First, it was the Wii itself. Packaged with Wii Sports, it was supposed to get gamers ‘off the couch’ and into their games. To be fair, it succeeded for the first couple of weeks. After that, most of the Wii owners I know went back to playing their other consoles, and allowed the Wii to gather dust. Personally, I’ve found that mine makes a fine doorstop.
The next ‘fitness’ release was Wii Fit. Basically a balance board with batteries, Wii Fit allowed players to follow along with an on-screen trainer to get in shape. Unfortunately, it also informed you of exactly how overweight you were when you started, and chided you for not exercising enough. As if I don’t have a wife to do that for me!
Now EA has EA Sports Active coming out May 19. Active was designed with an actual personal trainer to help you lose more weight! Yeah, that’s right. The only reason I haven’t been using my consoles as exercise platforms was the lack of a real personal trainer.
But neither of these are the worst. At least I can avoid these types of games. Today I learned about a much worse offender, one that will likely be purchased by well-meaning spouses and parents everywhere.
Today, I heard about a new product called jOG. Made by a company in the UK, jOG connects to the Wii and replaces the nunchuk controls for movement. Looking similar to a pedometer, jOG turns your steps into character movement on the screen. So, instead of pushing an analog stick to move, you actually have to run in place to move your character.
Let’s say I love to play Madden (not that I play Madden on the Wii, but work with me here). So, every time I want to move my player, I have to actually run? If I’m going to go to all that trouble, why not just go outside and actually PLAY FOOTBALL? What about a game like Call of Duty? Do we really want to spend our time trying to line up a rifle shot while running in place? Did I just enlist in the Army when I wasn’t looking?
The concept of the jOG is simply counter-intuitive to the video game lifestyle. I realize that this is something people are looking to change, but the jOG isn’t going to do it. Let’s postulate a typical scenario. Mom wants Junior to be more active, so she buys him a jOG. “He loves video games, so this will be perfect,” she thinks.

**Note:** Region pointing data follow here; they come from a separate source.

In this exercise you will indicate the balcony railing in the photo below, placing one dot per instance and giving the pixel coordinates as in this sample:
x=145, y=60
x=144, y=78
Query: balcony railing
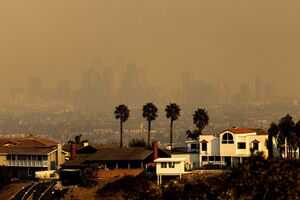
x=26, y=163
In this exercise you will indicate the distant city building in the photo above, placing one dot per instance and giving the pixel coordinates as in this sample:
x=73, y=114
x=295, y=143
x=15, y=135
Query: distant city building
x=63, y=91
x=21, y=157
x=34, y=89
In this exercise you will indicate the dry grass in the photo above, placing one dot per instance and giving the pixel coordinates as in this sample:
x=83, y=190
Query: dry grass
x=89, y=193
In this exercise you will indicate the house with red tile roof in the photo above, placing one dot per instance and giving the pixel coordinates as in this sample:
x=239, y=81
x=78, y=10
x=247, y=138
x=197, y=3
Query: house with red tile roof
x=231, y=146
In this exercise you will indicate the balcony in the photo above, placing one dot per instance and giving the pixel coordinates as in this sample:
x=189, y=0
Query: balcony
x=26, y=163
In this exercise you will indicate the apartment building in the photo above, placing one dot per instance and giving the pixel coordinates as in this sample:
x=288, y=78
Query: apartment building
x=21, y=157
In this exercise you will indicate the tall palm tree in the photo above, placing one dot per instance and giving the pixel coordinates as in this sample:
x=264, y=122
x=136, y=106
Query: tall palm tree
x=172, y=113
x=297, y=131
x=150, y=114
x=192, y=134
x=272, y=132
x=122, y=113
x=286, y=126
x=200, y=119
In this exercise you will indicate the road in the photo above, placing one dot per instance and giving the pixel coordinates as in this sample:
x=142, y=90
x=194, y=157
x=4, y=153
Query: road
x=43, y=190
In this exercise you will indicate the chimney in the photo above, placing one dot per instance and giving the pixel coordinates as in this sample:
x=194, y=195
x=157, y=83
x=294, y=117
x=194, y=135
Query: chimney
x=155, y=149
x=73, y=151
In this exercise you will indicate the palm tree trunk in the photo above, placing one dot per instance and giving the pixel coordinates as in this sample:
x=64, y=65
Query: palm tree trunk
x=121, y=134
x=270, y=146
x=171, y=135
x=149, y=131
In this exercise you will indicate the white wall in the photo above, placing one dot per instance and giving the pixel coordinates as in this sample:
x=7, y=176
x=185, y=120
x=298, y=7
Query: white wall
x=178, y=169
x=192, y=158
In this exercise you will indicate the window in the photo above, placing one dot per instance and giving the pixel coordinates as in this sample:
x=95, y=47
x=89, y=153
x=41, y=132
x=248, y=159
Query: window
x=164, y=165
x=171, y=165
x=204, y=146
x=194, y=146
x=241, y=145
x=22, y=157
x=255, y=146
x=227, y=139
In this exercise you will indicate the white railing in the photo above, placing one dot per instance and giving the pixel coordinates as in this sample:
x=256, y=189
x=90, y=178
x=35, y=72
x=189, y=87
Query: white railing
x=26, y=163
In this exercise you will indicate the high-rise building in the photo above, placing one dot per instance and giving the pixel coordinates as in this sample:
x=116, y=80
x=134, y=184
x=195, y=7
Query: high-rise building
x=34, y=89
x=258, y=88
x=63, y=90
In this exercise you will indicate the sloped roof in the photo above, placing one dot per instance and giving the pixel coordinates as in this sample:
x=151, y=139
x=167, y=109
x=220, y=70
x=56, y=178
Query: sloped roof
x=120, y=154
x=77, y=162
x=27, y=146
x=241, y=130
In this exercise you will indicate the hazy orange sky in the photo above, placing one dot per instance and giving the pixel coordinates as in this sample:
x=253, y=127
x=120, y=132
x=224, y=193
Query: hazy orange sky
x=233, y=39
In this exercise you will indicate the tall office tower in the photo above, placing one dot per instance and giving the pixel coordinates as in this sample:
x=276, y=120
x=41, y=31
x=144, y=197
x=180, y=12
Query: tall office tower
x=269, y=92
x=16, y=93
x=34, y=89
x=63, y=90
x=245, y=95
x=131, y=84
x=185, y=87
x=89, y=92
x=258, y=88
x=228, y=94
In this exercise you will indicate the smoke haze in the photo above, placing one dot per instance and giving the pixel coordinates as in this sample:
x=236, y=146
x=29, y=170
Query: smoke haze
x=232, y=40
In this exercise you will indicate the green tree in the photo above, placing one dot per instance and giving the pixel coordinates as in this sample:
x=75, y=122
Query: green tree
x=172, y=113
x=200, y=119
x=122, y=113
x=272, y=132
x=150, y=114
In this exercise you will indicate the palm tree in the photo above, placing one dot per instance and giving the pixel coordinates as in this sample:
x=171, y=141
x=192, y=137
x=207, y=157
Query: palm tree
x=297, y=131
x=200, y=119
x=150, y=114
x=172, y=113
x=122, y=113
x=192, y=135
x=286, y=127
x=272, y=132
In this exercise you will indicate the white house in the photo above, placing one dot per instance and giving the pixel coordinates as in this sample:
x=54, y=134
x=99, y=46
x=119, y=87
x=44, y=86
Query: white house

WRONG. Junior isn’t going to use that silly thing. It’s going to be gathering dust in a bin somewhere after about 10 minutes of try-out time. Mom’s out $40 or $50, and Junior’s still a big fat ass.
So, what’s the moral of this story? It’s simple. Video games are not for exercise. By definition, they are sedentary activities. If you want to lose weight, get your ass off the couch and go exercise. If you want to play games, then play games.
Am I the only one that feels this way? Do you see your consoles as an exercise medium?